Given the prejudices of Galton’s time and class—the assumption that there really are superior and inferior breeds of people, races as different as foxes and hounds or weeds and roses—one can understand how eugenics might have seemed to Galton a beautiful dream. He was very proud when a botanist named a genus of flowers after him (“a whole genus of flowers of singular beauty”), and he put a little picture of Galtonia candicans at the bottom
of the last page of his memoir, Memories of My Life, along with a few inspirational lines about eugenics. He hoped the human race would be improved and beautified too. Someone once lamented to Galton (perhaps with an irony he missed) that there would be no room left in his perfected world for pity. Precisely so, Galton said: “But it does not seem reasonable to preserve sickly breeds for the sole purpose of tending them, as the breed of foxes is preserved solely for sport.”
In the United States, Galton’s books started a vogue for eugenics and even a vogue for the name Eugene. Sinclair Lewis satirized the American movement in Arrowsmith with his description of a typical midwestern “Health Fair” in which the chief booth was occupied by the Eugenic Family: “They were father, mother, and five children, all so beautiful and powerful that they had recently been presenting refined acrobatic exhibitions on the Chautauqua Circuit.
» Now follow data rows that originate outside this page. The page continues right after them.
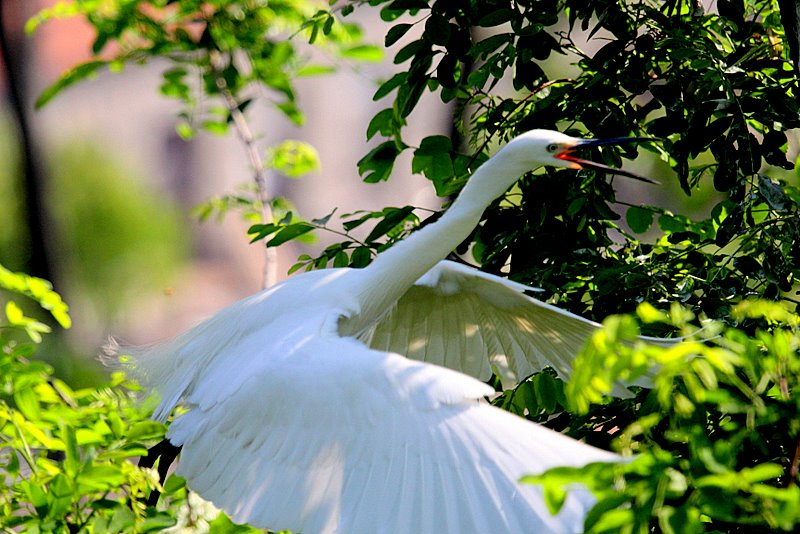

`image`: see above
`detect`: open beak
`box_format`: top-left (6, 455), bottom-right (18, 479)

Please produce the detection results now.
top-left (555, 137), bottom-right (658, 184)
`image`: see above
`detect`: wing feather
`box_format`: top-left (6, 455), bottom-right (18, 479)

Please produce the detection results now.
top-left (150, 324), bottom-right (618, 534)
top-left (363, 261), bottom-right (677, 395)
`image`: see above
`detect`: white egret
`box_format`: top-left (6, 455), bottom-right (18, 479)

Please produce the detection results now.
top-left (126, 130), bottom-right (664, 534)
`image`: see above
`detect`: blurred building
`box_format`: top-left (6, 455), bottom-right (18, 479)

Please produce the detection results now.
top-left (4, 0), bottom-right (449, 346)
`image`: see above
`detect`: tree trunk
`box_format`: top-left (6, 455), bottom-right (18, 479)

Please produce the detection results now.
top-left (0, 0), bottom-right (54, 280)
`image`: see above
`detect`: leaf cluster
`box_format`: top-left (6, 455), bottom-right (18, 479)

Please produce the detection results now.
top-left (527, 300), bottom-right (800, 533)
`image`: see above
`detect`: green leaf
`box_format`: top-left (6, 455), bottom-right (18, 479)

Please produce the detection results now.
top-left (6, 300), bottom-right (26, 326)
top-left (266, 140), bottom-right (320, 178)
top-left (625, 206), bottom-right (653, 234)
top-left (372, 72), bottom-right (410, 100)
top-left (77, 465), bottom-right (125, 491)
top-left (267, 222), bottom-right (314, 247)
top-left (358, 141), bottom-right (400, 183)
top-left (36, 60), bottom-right (109, 109)
top-left (367, 108), bottom-right (395, 141)
top-left (384, 23), bottom-right (414, 48)
top-left (411, 135), bottom-right (455, 194)
top-left (365, 206), bottom-right (414, 242)
top-left (350, 247), bottom-right (372, 269)
top-left (247, 223), bottom-right (282, 243)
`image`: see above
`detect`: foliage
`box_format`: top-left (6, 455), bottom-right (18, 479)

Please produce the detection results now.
top-left (0, 267), bottom-right (164, 532)
top-left (48, 144), bottom-right (189, 328)
top-left (0, 266), bottom-right (268, 533)
top-left (526, 301), bottom-right (800, 533)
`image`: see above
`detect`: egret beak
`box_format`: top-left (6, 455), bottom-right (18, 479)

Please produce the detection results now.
top-left (555, 137), bottom-right (658, 184)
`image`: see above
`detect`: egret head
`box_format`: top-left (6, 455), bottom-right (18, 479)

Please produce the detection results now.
top-left (504, 130), bottom-right (657, 183)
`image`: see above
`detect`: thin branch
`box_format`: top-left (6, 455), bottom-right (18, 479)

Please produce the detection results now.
top-left (210, 50), bottom-right (278, 288)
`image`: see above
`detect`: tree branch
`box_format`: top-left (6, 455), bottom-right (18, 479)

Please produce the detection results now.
top-left (210, 50), bottom-right (278, 288)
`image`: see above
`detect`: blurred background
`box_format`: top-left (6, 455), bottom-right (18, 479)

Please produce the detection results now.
top-left (0, 0), bottom-right (460, 381)
top-left (0, 0), bottom-right (724, 384)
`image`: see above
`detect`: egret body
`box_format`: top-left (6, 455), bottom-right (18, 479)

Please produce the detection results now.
top-left (128, 130), bottom-right (660, 534)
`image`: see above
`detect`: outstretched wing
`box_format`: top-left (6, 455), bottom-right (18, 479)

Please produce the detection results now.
top-left (364, 261), bottom-right (675, 394)
top-left (154, 318), bottom-right (619, 534)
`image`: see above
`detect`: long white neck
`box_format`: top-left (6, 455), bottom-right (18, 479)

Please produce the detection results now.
top-left (343, 143), bottom-right (531, 334)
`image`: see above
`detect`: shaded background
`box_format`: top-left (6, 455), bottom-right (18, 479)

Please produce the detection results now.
top-left (0, 0), bottom-right (728, 382)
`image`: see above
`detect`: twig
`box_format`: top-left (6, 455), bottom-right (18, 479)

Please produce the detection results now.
top-left (210, 50), bottom-right (278, 288)
top-left (786, 437), bottom-right (800, 485)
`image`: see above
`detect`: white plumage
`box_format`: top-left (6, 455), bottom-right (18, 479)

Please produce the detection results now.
top-left (127, 130), bottom-right (664, 534)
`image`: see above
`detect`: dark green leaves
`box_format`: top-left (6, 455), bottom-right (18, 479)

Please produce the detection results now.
top-left (358, 141), bottom-right (400, 183)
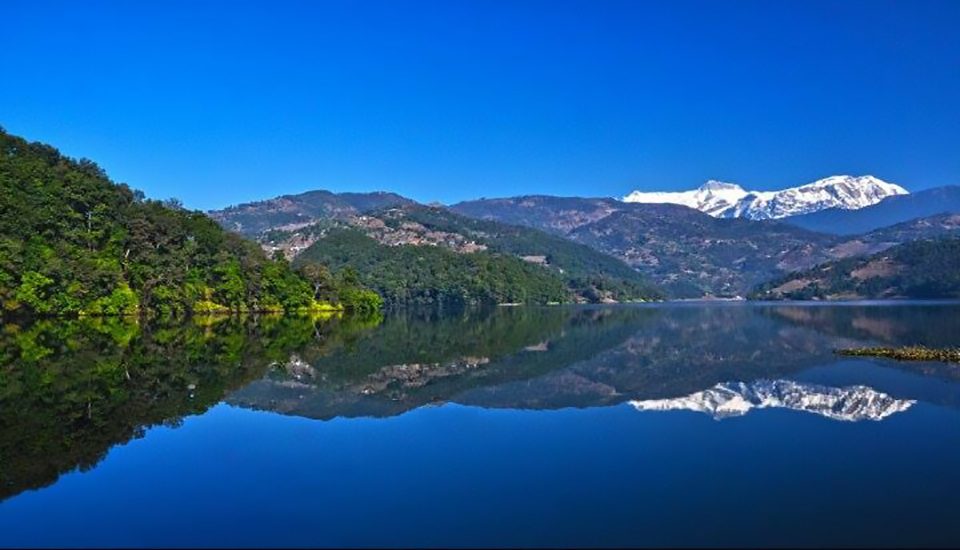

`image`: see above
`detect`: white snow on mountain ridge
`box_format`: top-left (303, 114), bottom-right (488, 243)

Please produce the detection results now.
top-left (621, 176), bottom-right (908, 220)
top-left (630, 380), bottom-right (915, 422)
None of them smoked, drank, spit upon pavements, used foul language, or ate meat.” While the young Martin Arrowsmith works another booth, answering the public’s questions about bacteria and hygiene, a detective recognizes the Eugenic Family as the Holton gang (“The man and woman ain’t married, and only one of the kids is theirs. They’ve done time for selling licker to the Indians.”).
Eugenic Fairs and mass sterilization programs in the United States helped inspire the Nazis in Germany. Two months after they came to power in 1934 the Nazis passed the Law for the Prevention of Genetically Diseased Progeny, which mandated sterilization of the congenitally feebleminded, along with anyone suffering from deformities, epilepsy, manic depression, Huntington’s chorea, hereditary blindness or deafness, even alcoholism.
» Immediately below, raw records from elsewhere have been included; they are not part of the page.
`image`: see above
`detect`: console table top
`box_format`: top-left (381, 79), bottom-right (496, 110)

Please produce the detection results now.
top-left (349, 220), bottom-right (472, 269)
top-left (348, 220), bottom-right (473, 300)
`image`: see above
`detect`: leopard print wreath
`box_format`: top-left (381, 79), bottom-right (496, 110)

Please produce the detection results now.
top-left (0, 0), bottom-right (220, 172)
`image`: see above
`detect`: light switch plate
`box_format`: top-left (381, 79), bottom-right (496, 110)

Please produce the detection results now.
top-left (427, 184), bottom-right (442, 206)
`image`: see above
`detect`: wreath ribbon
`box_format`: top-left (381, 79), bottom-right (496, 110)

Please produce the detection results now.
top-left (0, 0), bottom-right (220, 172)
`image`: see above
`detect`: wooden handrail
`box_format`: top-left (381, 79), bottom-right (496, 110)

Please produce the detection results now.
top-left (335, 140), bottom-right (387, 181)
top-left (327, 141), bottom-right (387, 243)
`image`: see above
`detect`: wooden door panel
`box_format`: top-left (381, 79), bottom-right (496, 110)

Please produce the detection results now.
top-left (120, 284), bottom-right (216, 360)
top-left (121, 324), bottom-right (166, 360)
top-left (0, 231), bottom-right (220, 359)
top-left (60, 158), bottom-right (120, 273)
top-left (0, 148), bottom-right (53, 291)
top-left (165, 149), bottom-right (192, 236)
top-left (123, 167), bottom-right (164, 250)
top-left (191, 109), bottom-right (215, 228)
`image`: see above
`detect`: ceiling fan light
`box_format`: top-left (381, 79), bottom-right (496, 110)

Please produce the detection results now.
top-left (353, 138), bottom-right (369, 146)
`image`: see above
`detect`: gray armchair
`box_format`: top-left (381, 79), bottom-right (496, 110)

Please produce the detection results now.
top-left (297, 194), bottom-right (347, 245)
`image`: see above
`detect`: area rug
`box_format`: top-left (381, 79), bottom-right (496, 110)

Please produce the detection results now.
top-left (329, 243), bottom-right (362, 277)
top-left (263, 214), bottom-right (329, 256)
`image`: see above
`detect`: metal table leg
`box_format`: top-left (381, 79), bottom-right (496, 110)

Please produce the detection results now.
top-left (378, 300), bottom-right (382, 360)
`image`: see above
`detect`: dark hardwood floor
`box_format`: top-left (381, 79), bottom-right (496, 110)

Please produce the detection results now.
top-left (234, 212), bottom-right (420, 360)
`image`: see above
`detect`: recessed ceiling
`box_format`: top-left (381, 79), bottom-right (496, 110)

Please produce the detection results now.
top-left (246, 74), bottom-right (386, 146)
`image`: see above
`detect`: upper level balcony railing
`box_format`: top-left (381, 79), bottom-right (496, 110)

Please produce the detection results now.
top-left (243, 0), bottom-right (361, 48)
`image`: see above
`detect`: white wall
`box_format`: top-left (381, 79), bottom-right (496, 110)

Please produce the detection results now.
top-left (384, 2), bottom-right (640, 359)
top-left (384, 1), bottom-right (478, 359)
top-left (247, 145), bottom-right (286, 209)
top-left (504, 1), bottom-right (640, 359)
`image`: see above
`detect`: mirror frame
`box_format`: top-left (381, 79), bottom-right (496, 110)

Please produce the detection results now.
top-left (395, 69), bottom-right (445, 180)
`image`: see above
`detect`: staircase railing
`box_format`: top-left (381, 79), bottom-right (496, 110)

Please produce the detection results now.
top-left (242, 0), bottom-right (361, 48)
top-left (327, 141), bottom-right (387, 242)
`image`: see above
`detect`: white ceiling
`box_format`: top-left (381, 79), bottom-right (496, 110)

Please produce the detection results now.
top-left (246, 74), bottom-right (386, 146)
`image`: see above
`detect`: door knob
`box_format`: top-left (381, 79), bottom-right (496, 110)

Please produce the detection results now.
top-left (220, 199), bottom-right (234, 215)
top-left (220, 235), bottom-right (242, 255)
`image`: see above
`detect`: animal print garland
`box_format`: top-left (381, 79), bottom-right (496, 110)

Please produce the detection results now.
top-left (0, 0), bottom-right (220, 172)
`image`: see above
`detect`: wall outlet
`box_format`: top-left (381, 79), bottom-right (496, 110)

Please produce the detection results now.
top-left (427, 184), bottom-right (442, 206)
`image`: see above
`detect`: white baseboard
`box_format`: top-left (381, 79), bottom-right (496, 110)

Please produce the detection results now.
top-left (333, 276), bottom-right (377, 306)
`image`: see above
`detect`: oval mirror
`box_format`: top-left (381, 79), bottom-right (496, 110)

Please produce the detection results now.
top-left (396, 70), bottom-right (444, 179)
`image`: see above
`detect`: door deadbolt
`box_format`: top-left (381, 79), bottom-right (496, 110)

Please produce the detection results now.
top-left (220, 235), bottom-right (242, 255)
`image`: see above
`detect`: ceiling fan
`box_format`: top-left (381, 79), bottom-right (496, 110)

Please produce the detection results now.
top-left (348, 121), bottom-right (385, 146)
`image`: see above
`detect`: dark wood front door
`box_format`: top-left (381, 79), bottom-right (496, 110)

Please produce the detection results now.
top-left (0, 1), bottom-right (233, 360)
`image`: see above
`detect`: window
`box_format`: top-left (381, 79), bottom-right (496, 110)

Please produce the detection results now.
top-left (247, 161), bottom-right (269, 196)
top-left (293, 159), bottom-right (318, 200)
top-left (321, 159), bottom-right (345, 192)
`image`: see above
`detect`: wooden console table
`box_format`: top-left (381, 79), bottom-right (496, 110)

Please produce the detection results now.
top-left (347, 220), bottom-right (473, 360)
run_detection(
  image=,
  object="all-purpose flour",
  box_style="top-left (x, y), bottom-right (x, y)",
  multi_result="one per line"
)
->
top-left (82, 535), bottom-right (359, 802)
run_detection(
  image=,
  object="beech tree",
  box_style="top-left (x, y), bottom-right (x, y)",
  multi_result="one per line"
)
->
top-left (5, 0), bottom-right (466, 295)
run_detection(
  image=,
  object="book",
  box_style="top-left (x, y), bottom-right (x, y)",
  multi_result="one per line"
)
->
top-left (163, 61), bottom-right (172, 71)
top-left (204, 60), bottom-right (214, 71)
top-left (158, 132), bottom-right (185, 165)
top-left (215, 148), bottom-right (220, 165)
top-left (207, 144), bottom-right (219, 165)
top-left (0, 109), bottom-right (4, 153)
In London in 1936, Julian Huxley, a brother of Aldous and a grandson of Thomas Henry Huxley, Darwin’s bulldog, gave the keynote speech at the Galton Dinner in the Waldorf Hotel. Huxley called eugenics “one of the supreme religious duties,” almost a platitude by then, and he illustrated it with a mutant fly, abnormal abdomen. After Huxley’s speech, the president of the International Union for the Scientific Investigation of Population Problems, Colonel Sir Charles Close, got up and applauded Huxley for a talk so full of valuable remarks: “We cannot digest all of them at the present time; to attempt to do so might bring us to the condition of that unfortunate fly of which he has spoken, the fly that suffered from a swollen abdomen.” Sir Charles told the audience about a population congress he had recently attended in Berlin. “Present-day Germany must be regarded as a vast laboratory which is the scene of a gigantic eugenics experiment,” he said. “It would be quite wrong and quite unscientific to decry everything which is now going on in that country. There is, as a fact, much being carried out in Germany which deserves our approbation. The authorities there are in the position of being able to carry out the advice of their scientific advisers.”